Israeli tech workers bring innovation, AI

The tech community's reaction to the hostage crisis represents just a microcosm of the sweeping mobilisation happening across Israel, with young and old volunteering en masse to support affected families, soldiers and a range of other response efforts after the October 7 attacks.

Volunteers at the offices of Gitam BBDO in Tel Aviv on October 25. 
Photo: Gil Cohen-Magen/AFP
Volunteers at the offices of Gitam BBDO in Tel Aviv on October 25. Photo: Gil Cohen-Magen/AFP

(TIMES OF ISRAEL, AFP) – It looks like any other scrappy Tel Aviv tech start-up, with staff in hip clothing huddled around laptops and downing espressos, but they are the volunteers in a “war room” assembled to help Israel bring home the more than 220 hostages in Gaza.

Within days of Hamas’s rampage on October 7, volunteers from Israel’s tech sector teamed up to lend a hand in the hostage crisis.

“We are a civilian war room. Our main purpose is to save lives,” said Refael Franco, 48, the chief executive of Code Blue, a cyber crisis management firm leading the effort at Gitam BBDO communications group in Tel Aviv.

“We collect. We compare. We deliver,” Franco explained with a brand-ready slogan, as he pored over detailed, digital maps of Gaza dotted with colour-coded markers linked to specific information about the captives.

For years, Israel’s tech sector has emerged as a formative pillar underpinning the country’s economy, with cybersecurity firms in particular serving as a powerful driver of growth and innovation.

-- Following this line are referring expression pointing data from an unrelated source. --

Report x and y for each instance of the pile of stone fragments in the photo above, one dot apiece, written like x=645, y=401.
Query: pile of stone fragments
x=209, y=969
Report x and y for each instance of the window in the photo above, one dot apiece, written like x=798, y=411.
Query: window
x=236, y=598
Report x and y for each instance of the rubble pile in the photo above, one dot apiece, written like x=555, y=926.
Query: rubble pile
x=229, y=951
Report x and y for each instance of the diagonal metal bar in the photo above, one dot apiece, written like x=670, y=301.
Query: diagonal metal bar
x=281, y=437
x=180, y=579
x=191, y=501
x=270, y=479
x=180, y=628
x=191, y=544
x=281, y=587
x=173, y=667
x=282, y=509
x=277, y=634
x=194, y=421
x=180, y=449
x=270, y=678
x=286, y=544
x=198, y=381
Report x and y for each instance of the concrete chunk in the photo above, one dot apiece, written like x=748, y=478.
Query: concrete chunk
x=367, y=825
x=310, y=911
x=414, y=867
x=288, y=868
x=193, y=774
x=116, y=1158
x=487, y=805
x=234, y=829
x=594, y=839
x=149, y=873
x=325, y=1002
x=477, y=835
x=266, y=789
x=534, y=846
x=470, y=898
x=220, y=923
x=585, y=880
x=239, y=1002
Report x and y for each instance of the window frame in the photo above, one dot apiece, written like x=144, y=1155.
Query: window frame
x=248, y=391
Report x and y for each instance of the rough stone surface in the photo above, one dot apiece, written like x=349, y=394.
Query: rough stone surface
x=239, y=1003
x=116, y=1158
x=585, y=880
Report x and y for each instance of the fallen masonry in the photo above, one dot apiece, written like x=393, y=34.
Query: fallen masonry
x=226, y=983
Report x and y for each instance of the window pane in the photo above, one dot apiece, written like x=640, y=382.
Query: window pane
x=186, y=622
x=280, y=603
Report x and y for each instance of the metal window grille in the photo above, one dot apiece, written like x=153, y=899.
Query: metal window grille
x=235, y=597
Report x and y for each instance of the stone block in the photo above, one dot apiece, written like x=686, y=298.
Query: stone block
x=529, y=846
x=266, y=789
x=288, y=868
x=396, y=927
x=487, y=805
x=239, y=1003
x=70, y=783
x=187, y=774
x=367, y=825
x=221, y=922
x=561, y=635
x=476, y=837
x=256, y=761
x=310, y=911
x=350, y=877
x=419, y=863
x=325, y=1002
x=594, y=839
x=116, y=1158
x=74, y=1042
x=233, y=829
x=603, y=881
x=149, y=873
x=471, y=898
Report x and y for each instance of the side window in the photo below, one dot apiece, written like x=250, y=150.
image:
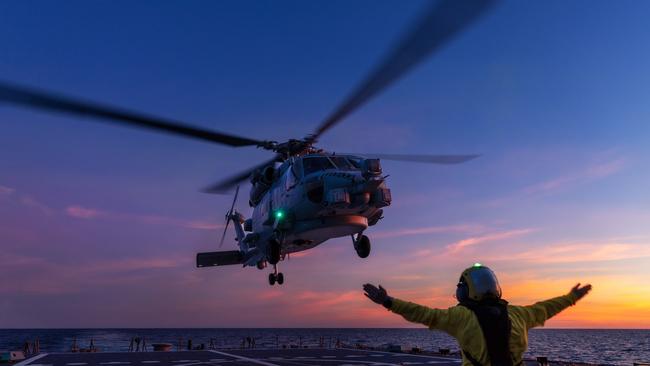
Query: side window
x=290, y=180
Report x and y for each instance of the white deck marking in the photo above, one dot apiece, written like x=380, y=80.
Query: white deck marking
x=259, y=362
x=31, y=359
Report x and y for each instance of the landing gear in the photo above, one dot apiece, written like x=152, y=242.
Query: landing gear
x=276, y=277
x=361, y=245
x=274, y=251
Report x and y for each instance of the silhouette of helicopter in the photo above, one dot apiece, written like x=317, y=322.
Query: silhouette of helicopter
x=303, y=195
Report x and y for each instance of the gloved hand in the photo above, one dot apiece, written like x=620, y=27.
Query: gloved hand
x=580, y=292
x=378, y=295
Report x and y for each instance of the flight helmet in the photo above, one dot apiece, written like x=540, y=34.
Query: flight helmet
x=478, y=283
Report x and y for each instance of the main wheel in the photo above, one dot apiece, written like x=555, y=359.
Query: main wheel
x=362, y=246
x=274, y=251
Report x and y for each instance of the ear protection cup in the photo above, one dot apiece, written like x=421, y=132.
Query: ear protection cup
x=462, y=292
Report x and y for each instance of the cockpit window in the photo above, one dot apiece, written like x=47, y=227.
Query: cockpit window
x=342, y=163
x=316, y=164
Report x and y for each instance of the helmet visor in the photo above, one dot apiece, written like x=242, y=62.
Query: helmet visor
x=485, y=283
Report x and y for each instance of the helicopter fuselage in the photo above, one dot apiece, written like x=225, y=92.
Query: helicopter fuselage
x=317, y=197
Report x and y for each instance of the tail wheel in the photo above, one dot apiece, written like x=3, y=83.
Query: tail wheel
x=362, y=246
x=274, y=251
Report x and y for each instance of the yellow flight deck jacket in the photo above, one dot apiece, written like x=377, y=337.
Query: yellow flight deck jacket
x=461, y=323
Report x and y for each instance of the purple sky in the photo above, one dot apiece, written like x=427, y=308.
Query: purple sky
x=99, y=224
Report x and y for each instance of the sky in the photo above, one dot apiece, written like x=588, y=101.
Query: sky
x=99, y=225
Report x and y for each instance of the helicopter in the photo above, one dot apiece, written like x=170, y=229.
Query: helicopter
x=304, y=195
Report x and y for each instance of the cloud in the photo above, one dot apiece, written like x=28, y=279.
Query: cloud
x=86, y=213
x=565, y=253
x=6, y=191
x=585, y=175
x=475, y=240
x=428, y=230
x=82, y=212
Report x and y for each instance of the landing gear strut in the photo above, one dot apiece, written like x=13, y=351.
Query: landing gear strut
x=276, y=276
x=274, y=251
x=361, y=245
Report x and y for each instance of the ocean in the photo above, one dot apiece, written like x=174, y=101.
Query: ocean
x=600, y=346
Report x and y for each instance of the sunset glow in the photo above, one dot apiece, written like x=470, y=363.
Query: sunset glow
x=99, y=225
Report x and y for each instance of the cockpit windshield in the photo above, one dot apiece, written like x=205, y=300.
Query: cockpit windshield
x=316, y=164
x=342, y=163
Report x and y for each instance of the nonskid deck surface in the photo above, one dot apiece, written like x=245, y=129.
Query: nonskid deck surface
x=268, y=357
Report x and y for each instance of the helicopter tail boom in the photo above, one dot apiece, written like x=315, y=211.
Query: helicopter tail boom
x=224, y=258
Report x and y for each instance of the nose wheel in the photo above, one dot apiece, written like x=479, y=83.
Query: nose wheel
x=361, y=245
x=276, y=277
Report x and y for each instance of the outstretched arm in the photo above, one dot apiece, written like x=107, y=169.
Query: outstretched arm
x=538, y=313
x=442, y=319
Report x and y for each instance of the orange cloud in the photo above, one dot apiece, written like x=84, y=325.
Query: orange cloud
x=464, y=243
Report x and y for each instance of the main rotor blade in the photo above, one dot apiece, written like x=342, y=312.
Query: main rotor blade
x=440, y=24
x=228, y=218
x=53, y=102
x=430, y=159
x=225, y=185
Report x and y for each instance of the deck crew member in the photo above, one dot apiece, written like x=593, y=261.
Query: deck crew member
x=490, y=332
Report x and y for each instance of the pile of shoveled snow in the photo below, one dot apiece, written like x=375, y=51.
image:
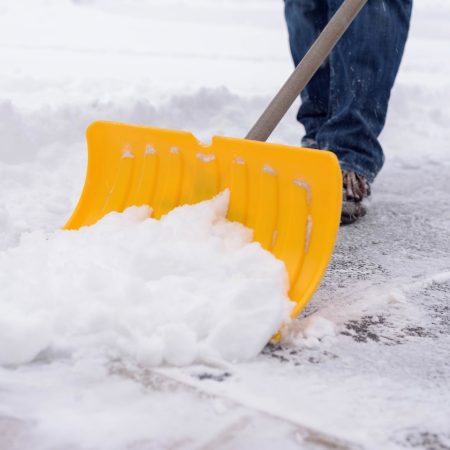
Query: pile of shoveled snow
x=189, y=287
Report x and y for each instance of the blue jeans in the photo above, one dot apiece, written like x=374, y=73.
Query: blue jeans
x=344, y=106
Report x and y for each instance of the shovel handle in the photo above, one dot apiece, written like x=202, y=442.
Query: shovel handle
x=308, y=66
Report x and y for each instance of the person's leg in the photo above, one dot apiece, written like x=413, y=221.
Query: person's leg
x=305, y=20
x=363, y=67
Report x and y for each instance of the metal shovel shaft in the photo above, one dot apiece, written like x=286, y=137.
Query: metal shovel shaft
x=303, y=73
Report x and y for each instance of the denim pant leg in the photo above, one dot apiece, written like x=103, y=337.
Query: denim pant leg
x=305, y=20
x=363, y=67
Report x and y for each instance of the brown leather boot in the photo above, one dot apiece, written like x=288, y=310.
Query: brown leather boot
x=355, y=189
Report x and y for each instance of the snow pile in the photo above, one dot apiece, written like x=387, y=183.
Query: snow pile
x=309, y=331
x=189, y=287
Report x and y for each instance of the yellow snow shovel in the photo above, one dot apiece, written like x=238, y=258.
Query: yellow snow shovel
x=290, y=196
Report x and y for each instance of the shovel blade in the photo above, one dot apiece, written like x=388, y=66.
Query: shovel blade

Seemingly overnight, volunteers from the sector began meeting at the Gitam group’s offices where they pooled their expertise with artificial intelligence and innovative platforms to assist in identifying the missing in the aftermath of the devastating Hamas attacks.

In this makeshift response centre, volunteers have spent days combing through the deluge of social media posts across myriad platforms to gather information about the captives.

After amassing a database of images from social media in tandem with photos provided by families of the missing and kidnapped, the team then feeds the evidence into artificial intelligence software specialising in facial recognition.

With assistance from experts in geolocating, programmers and Arabic speakers, the team has rapidly pieced together an emerging picture of who was abducted, when they were last seen and where.

The information is then shared with the Israeli military’s special unit overseeing the hostage crisis, with around 60 captives successfully identified by the team to date.

The tech community’s reaction to the hostage crisis represents just a microcosm of the sweeping mobilisation happening across Israel, with young and old volunteering en masse to support affected families, soldiers and a range of other response efforts after the October 7 attacks.

Amid the trauma unleashed by the Hamas massacre, the hostage crisis remains an open wound, fuelling anxiety and uncertainty during what Israeli leaders say will be a long war.

“People here left their jobs. There are CEOs and CTOs and founders of companies that put everything aside and just came here … to help,” said Ido Brosh, a 24-year-old volunteer programmer at Gitam BBDO with expertise in military intelligence.

“It’s horrible that this event made us so unified, but that’s also the beauty of this country. In times of crisis, we come together.”

For Omri Marcus, a creative director working on a campaign to battle misinformation at Gitam BBDO, the project is personal.

Marcus pointed to the wallpaper image on his laptop – a picture of his best friend’s cousin who is among the kidnapped. The photo, he said, serves as a constant reminder of the mission at hand.

“She’s now… in Gaza,” he said. “And we need to bring her back.”